The College of Computing and Informatics hosted Dr. Ahcene Bounceur, Associate Professor of Computer Science at the University of Brest (UBO) for virtual seminar via Teams for Faculty, Staff, and students titled "CupCarbon: A Platform for Designing and Simulating IoT and Wireless Sensor Networks Dedicated to Secured Smart City Applications".
The proliferation of radio communication systems and the significant advances in enabling device technologies are paving the roads towards Internet-of-Things (IoT) and opening new horizons for Smart City applications and its services. Such evolution became essential to enhance the security, quality of urban services, reduce costs, and actively engage citizens more than any earlier time.
In this context, novel simulation tools are required to prepare the future deployments of large-scale IoT infrastructure for smart cities in the best conditions in terms of security, reliability, energy consumption, rerouting, and cost.
In this seminar, Dr. Ahcene Bounceur presented new secured and dependable solutions in Wireless Sensors and IoT Networks dedicated to smart-cities and other fields, in addition to a set of tools and numerous scenarios of the new generation networks. He also demonstrated the CupCarbon simulator and Pseudo-polygon, two cutting-edge tools and concepts.

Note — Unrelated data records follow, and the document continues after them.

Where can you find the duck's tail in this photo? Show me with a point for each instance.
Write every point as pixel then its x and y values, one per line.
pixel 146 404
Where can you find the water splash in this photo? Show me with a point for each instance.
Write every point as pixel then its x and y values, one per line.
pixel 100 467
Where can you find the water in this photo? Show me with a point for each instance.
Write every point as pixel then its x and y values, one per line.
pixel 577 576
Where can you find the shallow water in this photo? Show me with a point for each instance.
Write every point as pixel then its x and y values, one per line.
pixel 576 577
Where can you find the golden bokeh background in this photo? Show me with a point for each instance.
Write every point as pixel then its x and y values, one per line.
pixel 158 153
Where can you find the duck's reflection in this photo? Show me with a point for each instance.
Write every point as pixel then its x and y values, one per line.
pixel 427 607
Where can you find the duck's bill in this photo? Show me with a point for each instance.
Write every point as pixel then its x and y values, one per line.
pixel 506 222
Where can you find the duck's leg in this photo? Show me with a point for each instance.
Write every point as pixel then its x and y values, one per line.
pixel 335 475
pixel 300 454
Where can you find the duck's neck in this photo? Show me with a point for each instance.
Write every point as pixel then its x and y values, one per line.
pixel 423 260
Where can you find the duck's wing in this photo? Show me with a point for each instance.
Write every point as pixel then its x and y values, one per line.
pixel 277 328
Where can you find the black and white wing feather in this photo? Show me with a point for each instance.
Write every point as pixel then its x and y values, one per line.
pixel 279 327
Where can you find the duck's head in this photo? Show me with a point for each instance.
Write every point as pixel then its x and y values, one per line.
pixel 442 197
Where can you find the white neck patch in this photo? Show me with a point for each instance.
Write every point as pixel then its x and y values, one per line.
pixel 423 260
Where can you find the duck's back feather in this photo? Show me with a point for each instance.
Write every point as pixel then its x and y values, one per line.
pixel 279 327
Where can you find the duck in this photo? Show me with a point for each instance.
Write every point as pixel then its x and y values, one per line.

Dr. Ahcene Bounceur used the OpenStreetMap module on CupCarbon to simulate distributed algorithms, radio transmission, propagation and interference, and mobility while considering buildings, roads, and traffic. He then demonstrated how the new CupCarbon interface is ergonomic and simple to use, with the ability to visualize the algorithm's execution and how it helps with the debugging of the algorithm, ensuring that it works in the end.
Afterward, Dr. Ahcene Bounceur went over the Pseudo-polygon theory in greater depth, employing a sub-graph structure that resembles a polygon. He next investigated the concept of polygon modeling as an internal or external polygon, depending on the angles drawn, demonstrating how to use the D-LPCN and D-RRLPCN algorithms to determine the border nodes of any network, as well as their simulation on CupCarbon and implementation in real sensor or IoT nodes, using this technique.
The same techniques may be used for non-covered area identification, data clustering, fingerprint characterization, contour drawing in medical imaging, random key generation, and any other circumstance that can be handled as a Euclidean network, according to the talk.
Dr. Ahcene Bounceur concluded by outlining the initial component of the IoT Digital Twin incorporated in CupCarbon and its use for real-time traffic simulation, which included both actual and virtual cars and routes.